Anche il cervello di Andrea probabilmente registra il medesimo impulso, oppure siamo noi che glielo trasmettiamo con le nostre onde elettromagnetiche, fatto sta che d’un tratto il nostro portiere si disinteressa del pallone, compie una mezza torsione con il busto, allarga le braccia e fa cadere un gomito proprio nel bel mezzo della faccia del loro attaccante.

Naso rotto, sangue a fiotti, nervi tesi, le maglie gialle circondano i nostri, qualcuno grida state calmi, l’arbitro scatta e salta come tarantolato e spinge prima questo e poi quell’altro giocatore. I numerosi tifosi venuti da Tavagnasco si agitano come un mare in tempesta e urlano “Fuori, fuori!” Tutti gli altri sono muti e rigidi come statue.

Andrea deve lasciare il campo, cartellino rosso. Dobbiamo togliere anche un altro dei nostri per far entrare il portiere di riserva.

E’ proprio così che andarono le cose: Bud entrò in campo nel derby a due minuti dalla fine per affrontare il rigore della vita.
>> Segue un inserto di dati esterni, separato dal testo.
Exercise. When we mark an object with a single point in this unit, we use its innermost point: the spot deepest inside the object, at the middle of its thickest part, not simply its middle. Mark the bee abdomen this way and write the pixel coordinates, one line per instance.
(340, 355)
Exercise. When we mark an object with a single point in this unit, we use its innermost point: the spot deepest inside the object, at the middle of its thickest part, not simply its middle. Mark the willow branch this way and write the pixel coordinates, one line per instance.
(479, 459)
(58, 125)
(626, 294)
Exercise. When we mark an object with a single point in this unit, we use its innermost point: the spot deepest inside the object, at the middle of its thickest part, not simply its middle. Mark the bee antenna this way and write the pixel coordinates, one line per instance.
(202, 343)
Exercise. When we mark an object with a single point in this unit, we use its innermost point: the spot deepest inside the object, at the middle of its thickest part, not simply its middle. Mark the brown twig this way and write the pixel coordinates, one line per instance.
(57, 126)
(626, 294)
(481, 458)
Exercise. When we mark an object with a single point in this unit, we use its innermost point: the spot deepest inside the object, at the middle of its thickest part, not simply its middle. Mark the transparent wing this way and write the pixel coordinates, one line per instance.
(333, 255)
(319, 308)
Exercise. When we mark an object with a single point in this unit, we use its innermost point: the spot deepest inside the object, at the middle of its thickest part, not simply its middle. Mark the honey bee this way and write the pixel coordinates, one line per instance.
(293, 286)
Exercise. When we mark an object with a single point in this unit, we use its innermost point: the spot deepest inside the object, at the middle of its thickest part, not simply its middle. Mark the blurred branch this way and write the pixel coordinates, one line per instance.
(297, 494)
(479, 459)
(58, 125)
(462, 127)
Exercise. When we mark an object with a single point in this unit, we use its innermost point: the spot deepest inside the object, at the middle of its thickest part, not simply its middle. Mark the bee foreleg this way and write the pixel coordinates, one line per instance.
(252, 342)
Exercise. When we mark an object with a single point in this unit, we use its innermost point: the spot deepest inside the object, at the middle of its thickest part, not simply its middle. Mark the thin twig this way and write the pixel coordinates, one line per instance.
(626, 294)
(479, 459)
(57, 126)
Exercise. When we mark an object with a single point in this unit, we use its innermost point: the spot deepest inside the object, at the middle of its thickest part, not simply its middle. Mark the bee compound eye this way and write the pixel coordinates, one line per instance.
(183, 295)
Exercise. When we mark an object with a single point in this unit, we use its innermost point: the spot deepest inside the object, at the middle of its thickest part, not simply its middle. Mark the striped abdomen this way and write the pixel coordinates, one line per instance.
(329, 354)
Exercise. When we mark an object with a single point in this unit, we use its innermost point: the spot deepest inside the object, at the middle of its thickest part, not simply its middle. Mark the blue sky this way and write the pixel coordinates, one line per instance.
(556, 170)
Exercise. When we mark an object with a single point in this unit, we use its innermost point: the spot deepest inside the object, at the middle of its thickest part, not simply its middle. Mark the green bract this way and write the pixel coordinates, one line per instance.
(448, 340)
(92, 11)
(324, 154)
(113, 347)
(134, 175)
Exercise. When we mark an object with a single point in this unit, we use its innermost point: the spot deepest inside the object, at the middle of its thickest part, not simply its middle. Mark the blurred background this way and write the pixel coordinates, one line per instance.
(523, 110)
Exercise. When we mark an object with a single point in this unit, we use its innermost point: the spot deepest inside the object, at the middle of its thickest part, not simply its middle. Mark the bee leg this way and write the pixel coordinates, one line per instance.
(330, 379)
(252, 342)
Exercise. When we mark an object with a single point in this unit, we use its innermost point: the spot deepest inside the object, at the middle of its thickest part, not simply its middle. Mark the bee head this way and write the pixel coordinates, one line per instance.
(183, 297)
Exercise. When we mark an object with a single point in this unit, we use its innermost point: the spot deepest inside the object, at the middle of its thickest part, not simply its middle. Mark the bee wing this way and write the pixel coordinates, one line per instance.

Lo smarrimento del pubblico fu talmente forte che quasi ci scordammo di fargli il rituale applauso di incoraggiamento.

Allora Giovanni, che era seduto vicino a me, si alzò diritto sul muretto e da un capo all’altro del campo si sentì la sua vocina di undicenne gridare:

“Forza Bud, spaccagli il culo!”

Partirono i nostri cori, poi i cori del Tavagnasco, mentre i due gladiatori nell’arena prendevano posizione. Bud raggiunse la porta, diede un calcetto al primo palo, poi si portò con calma al secondo palo e fece la stessa cosa. L’arbitro era già pronto, il rigorista stava sistemando la palla sul dischetto e c’era da giurare che avrebbe ripetuto il gesto almeno un’altra volta.

Ognuno recitava a memoria il collaudato copione per far crescere la tensione e creare il giusto “pathos”. Al faccione buono di Bud la sorte aveva assegnato la parte di vittima sacrificale, a lui quindi spettava il compito di inventarsi qualcosa per rendere meno scontato il finale già scritto.

Nonostante la rabbia per lo smacco imminente mi stringesse lo stomaco, era soprattutto il dispiacere per l’umiliazione di Bud a salirmi in gola, pronta a sciogliersi in lacrime appena il pallone avesse gonfiato la nostra rete, tra le grida di esultanza degli avversari in festa e i cori osceni dei loro tifosi sazi del nostro scalpo.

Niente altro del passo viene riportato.